I hated it when my mom told me this, but she would always just shake her head and say, "count your blessings, not your sorrows." It sounds so irritating and it's probably because it's true. You should be thankful that you weren't born with no arms or legs. Or have terminal cancer. Or had your family murdered by a serial killer. Or a shit ton of other stuff that is a hell of a lot worse than being at the wrong end of the gene pool.

From your writing, you seem like an interesting, articulate and smart person. Let your personality shine through. Something I like to do - even when I have terrible social anxiety (which is all the time) I like to pretend - "act as if." Act as if you have a 10 inch dick. Act as if you're the president of the world. Even if I walk into a room and I'm thinking "oh god everybody here thinks I'm fat, oh fuck I wore the wrong shirt, oh no are they looking at my fat ass? oh I should have put more concealer on these pimples..." to hell with all that. I walk in with my head held high and say "fuck em if they don't like me." And on that note, who wants friends that judge you by looks anyways? Not me.
 
The "scarring" around your eyes from drug use does go away after you quit... I had the worst circles I've ever seen on anyone at one point, but they're almost completely gone now. This is the kind of stuff from your mind that is reflected in your appearance.
 
It started during my year at uni when I was about 19. Went to Liverpool uni UK and its pretty much a student city. I had alot of exposure to alot of people and I started to see the signs. Ended up retreating into myself smoking ridiculous amounts of weed and bombing out towards the end. Was a disaster. Got worse after that. Ive been called ugly to my face, seen folk looking at me as if i'm something straight out of star trek you know the score. I could go on and on and on with examples but that'll only bring me dooown.

Cheers blind guy man means alot. Tbh I would love to trip but obviously given my sedentary nature I cant access any drugs. I have a dealer who'se like a portal into the drug world. He can get pretty much anything, but serotenergic drugs dont do jack for me since my experiments with mdma. Since all the psychadelics worth trying are serotenergic there doesnt seem to be any point. I may have a go in a few months though to see if there isnt some downregulation at play.

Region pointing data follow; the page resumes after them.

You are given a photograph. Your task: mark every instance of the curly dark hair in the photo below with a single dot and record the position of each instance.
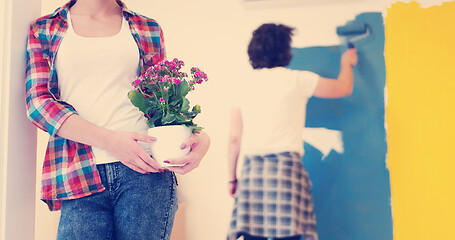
(270, 46)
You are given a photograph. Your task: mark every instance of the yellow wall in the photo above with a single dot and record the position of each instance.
(420, 60)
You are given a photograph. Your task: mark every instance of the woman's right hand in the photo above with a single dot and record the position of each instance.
(124, 146)
(232, 188)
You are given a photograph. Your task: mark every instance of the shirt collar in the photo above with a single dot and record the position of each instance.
(63, 10)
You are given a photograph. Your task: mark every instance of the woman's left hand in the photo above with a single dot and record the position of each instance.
(199, 144)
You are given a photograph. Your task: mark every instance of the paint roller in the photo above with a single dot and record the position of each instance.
(351, 29)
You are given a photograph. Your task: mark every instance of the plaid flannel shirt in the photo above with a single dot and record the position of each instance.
(69, 171)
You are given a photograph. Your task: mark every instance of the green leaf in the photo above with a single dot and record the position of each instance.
(185, 105)
(196, 109)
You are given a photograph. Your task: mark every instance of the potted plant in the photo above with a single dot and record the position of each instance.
(160, 93)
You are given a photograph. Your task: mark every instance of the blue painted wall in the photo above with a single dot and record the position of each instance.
(351, 190)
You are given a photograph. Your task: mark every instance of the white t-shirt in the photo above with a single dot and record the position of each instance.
(273, 106)
(95, 75)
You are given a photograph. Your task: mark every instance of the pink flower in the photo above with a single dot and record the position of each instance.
(136, 82)
(165, 79)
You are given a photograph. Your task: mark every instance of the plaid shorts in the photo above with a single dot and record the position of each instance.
(273, 198)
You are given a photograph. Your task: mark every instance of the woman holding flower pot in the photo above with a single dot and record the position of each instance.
(81, 60)
(273, 196)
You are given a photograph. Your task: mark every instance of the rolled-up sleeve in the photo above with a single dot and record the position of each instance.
(44, 111)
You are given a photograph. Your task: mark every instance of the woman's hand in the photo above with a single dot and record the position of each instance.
(124, 147)
(233, 188)
(199, 144)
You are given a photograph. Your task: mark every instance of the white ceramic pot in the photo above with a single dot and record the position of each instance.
(168, 142)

dunno man..you could just be being paranoid coz you're not smiling and people are looking at you...you're not feeling confident in yourself so you think they must think you're ugly.

Who do you look like??
 
Theres no way you're as ugly as you perceive yourself to be, and people are attracted to confidence so it doesn't sound like you're helping yourself in that regard. Look at people like Mike Myers and Kathy Bates, both ugly people yet they are good actors and people tend not to see their physical ugliness because they portray confidence.

Your biggest enemy is the way you perceive yourself.
 
You are all 100percent right. Responses have been absolutely first fuckin rate I really appreciate it :-) My problem with my looks is taking over my life, its literally becoming a disability. For years I havent even sought any help from therapists because the last thing I wanted to do was to draw attention to my looks - was probably afraid of the awkward silence which I believed would follow.
Irony in this is that I make myself look "ugly" by carrying myself in a way that makes me seem "off" somehow. My plan is to get to the stage where my self image is self generated not dependent on others' opinions. I have to start looking after myself too. There was a time when girls were into me. Were I not so caught up in my vanity I could have had a pretty decent sex life but I just couldnt believe that attractive girls would see me as boyfriend material- in that respect I fucked myself over. Itll be painful but I reckon i'll come out of this with skin six inches thick.